When asked if this technology would have prevented the tragedy of 9/11 the Secretary answered, “Oh no. All those guys were complete unknowns.”

The second security measure introduced was devised to monitor domestic security. “We were concerned with the possibility of sleeper agents who may already be in the United States. Remember, some of the 9/11 terrorists live in the US for up to five years before they acted. It is possible that there are terrorists living among us right now.
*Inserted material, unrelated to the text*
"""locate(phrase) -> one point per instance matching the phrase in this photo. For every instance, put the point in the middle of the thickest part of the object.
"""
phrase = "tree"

Staring at your wife, selling cigarettes to minors, toying with your children on the Internet. These people must be found and incarcerated or sent to ally nations for intense interrogation. Therefore, beginning this morning we have initiated the first nation-wide security watch protocols. Anybody who observes someone of, say, Arab descent behaving in an un-American manner can call our 1-900 number and report what they have seen. From that point it is up to us to lock down the suspect. Our specially trained terrorist lock-down teams are on 24/7 alert and are all within twenty minutes of anywhere in America as we speak. We have very high hopes for this initiative which places security directly in the hands of the American people.”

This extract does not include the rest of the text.